The Celtic Spiritual Tradition

Although, geographically, the Celtic church in the British Isles may seem hopelessly isolated from Mediterranean religion, in actuality it was totally cosmopolitan. Celtic Christianity was composed of many threads: it took the practices and theories from Egyptian, Greek and Frankish Christians while retaining and adapting elements of Celtic and Classical Paganism. According to the nineteenth-century Welsh bard, the Reverend J. Williams ab Ithel: 'The Bards believed that all things were tending to perfection; when, therefore, they embraced Christianity, they must on their own principles have viewed it as a stage in advance of their former creed.' Thus, there was continuity and not a break between Paganism and Christianity. Celtic Christianity allowed its priests to travel widely. Many did not spend their lives cooped up in caves or monastic cells; rather they made regular journeys across mainland Europe, through the old Celtic heartlands to the Mediterranean. Celtic priests were the founders of many of the greatest monasteries of Europe, through which learning was maintained and disseminated.

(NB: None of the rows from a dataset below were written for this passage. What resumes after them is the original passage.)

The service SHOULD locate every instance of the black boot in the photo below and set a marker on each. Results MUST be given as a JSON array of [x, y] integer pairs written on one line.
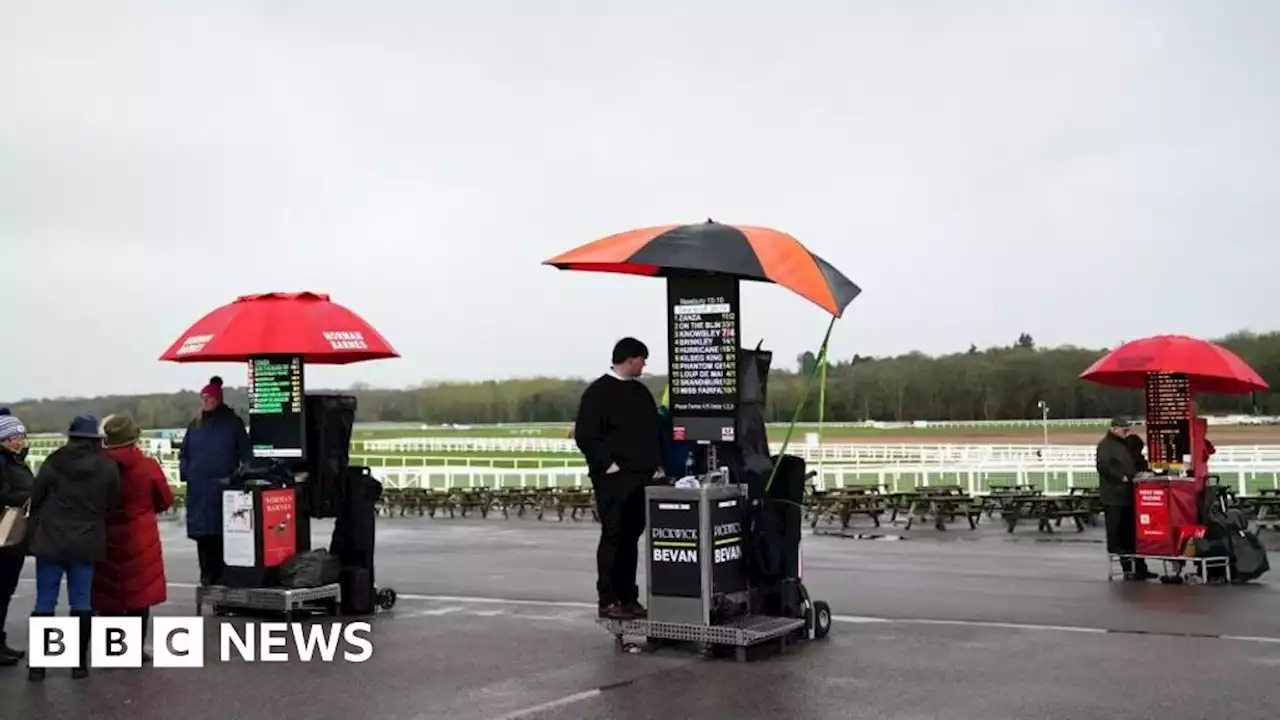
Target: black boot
[[86, 618], [37, 674], [9, 656]]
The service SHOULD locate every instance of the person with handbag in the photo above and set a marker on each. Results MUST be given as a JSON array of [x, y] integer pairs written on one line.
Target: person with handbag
[[131, 580], [16, 481], [76, 490]]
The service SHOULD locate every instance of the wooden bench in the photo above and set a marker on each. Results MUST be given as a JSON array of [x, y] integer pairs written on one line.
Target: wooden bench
[[942, 506], [1047, 510], [842, 504]]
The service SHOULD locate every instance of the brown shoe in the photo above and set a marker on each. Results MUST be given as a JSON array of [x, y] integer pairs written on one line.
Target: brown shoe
[[617, 613]]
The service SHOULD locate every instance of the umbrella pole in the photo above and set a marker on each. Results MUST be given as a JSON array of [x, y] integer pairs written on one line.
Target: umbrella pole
[[822, 410], [795, 417]]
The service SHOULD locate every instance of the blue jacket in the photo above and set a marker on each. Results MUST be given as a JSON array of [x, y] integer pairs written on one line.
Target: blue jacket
[[214, 446]]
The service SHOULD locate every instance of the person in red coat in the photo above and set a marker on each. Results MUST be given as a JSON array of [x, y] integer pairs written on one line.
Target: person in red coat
[[131, 580]]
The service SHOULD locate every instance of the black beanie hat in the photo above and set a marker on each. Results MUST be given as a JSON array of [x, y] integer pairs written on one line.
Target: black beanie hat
[[627, 349]]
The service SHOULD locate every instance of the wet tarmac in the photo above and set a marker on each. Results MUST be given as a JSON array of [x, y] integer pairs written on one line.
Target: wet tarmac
[[496, 620]]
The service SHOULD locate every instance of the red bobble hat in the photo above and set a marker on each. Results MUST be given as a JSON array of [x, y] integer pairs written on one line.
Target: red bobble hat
[[214, 388]]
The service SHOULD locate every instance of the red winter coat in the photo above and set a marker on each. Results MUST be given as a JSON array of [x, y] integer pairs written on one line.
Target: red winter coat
[[132, 575]]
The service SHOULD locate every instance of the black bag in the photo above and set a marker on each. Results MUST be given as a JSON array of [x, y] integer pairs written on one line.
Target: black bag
[[310, 570], [1248, 557]]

In the bardic tradition of the Pagan Celts, where knowledge and understanding were the most prized abilities in a person, the Celtic priests were naturally highly learned men. While the Roman Empire in the West was breaking up, the monastic schools in Ireland were recognized as the best in western Europe. As Gregory of Tours lamented in the sixth century: 'Culture and education are perishing, dying out in every city of Gaul People often complain "Alas for our times, literacy is dying among us, and no man can be found among our people who can write down the events of the present day".' However, that was not the case in Ireland. Bede tells us how: 'In Ireland, there were many Englishmen, both noble and low-born, who travelled from their homeland in the time of Bishops Finan and Colman ... some soon bound themselves by a monastic vow, but others thought it better to travel around the cells of various teachers for the joy of reading. The Irish welcomed them all, provided them with food and lodging free of charge, lent them their books and taught them without a fee.'

In a real way, the Celtic monks were the inheritors of the Cclto-Roman tradition, continuing and preserving classical and druidic learning as well as teaching Christianity. For example, the Irish priest Columbanus, known as 'Prince of Druids', who founded several monasteries in mainland Europe, was one of the most learned men of his age. In addition to his priestly role, Columbanus was a noted poet who wrote in Greek according to classical modes. Many of the founders of the Celtic church came from the upper class, which in Pagan times had provided the druids and temple priests. The genealogies of the British Saints who founded Christianity in Britain after the fall of Rome show them all to be members of one or other of the Eight Noble Families of Britain.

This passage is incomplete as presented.